Nel film Fabio recita accanto a Miriam Leone, che ha poi ritrovato a Le iene. «Sul set ancora non sapevamo che avremmo di nuovo lavorato insieme, ma già ero rimasto colpito dalla sua grande professionalità».
Volo è tornato nel programma di Italia 1 che l’ ha lanciato dopo 15 anni in cui è cambiato tutto, in Italia come in televisione. «Il programma è riuscito a resistere perché ha seguito questi cambiamenti. Prima i servizi duravano due o tre minuti e molti erano di costume o semplicemente miravano a divertire. Oggi invece puntiamo sulle inchieste e sui reportage che durano anche venti o trenta minuti».
In questi anni è cambiato molto pure lui. Il single irrecuperabile che su Radio Deejay disquisiva di quanto fosse noiosa la famiglia, nel giro di 3 anni è diventato padre di due bambini, Sebastian e Gabriel, avuti dalla sua compagna Johanna, conosciuta a New York. «Non so come sia successo. A un certo punto ho sentito che era la cosa giusta da fare e l’ ho fatta».

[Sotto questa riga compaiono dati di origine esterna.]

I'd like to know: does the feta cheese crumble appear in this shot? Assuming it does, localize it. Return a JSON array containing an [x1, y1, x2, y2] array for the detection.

E non è stato nemmeno troppo difficile, a sentire lui, adattarsi a questa nuova condizione: «La rinuncia più forte è stata a tutto il tempo che prima dedicavo a me stesso. A volte mi capita di pensare che mi piacerebbe organizzare un weekend da solo o con gli amici. E invece non posso più. Oppure so che un giorno dovrò andare via di casa per lavoro e allora penso che sarà bello, perché almeno per una notte potrò dormire tranquillo senza essere svegliato dai bambini. Poi, però, prima ancora che il treno lasci la stazione sono già lì che smanetto con il cellulare per rivedere le foto di Johanna e dei miei bimbi perché mi mancano già. La cosa più bella della famiglia è la sensazione di essere in quell’ angolo di mondo in cui puoi togliere tutte le tue maschere perché hai davanti qualcuno che l’ ha già fatto per te».

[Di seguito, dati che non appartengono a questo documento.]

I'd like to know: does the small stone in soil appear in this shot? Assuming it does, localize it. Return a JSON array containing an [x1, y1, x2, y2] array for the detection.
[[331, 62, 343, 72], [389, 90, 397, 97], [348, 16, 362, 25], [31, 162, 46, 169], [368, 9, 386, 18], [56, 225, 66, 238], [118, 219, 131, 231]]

Il suo ultimo romanzo racconta la crisi provocata in una coppia dall’ arrivo di un figlio. Il personaggio maschile rimpiange la passione dei primi tempi, si sente inadeguato e sogna di mollare tutto. Nella realtà Fabio confessa che pure lui, dopo la nascita dei suoi bambini, qualche volta è stato sfiorato dal pensiero di fuggire via, «ma al massimo per andare a farmi una birra al bar. Io sono fatto così: quando vivo un’ esperienza lo faccio totalmente. Mio papà, che non c’ è più, faceva il panettiere e lavorava sempre. Così non ho molti ricordi di lui che gioca con me. Io invece voglio farlo tantissimo con i miei bambini».
Fabio non ha avuto un’ infanzia agiata, cosa che invece capiterà a loro. «Cercherò di insegnargli a dare il giusto valore alle cose. E che nella vita nulla va mai dato per scontato».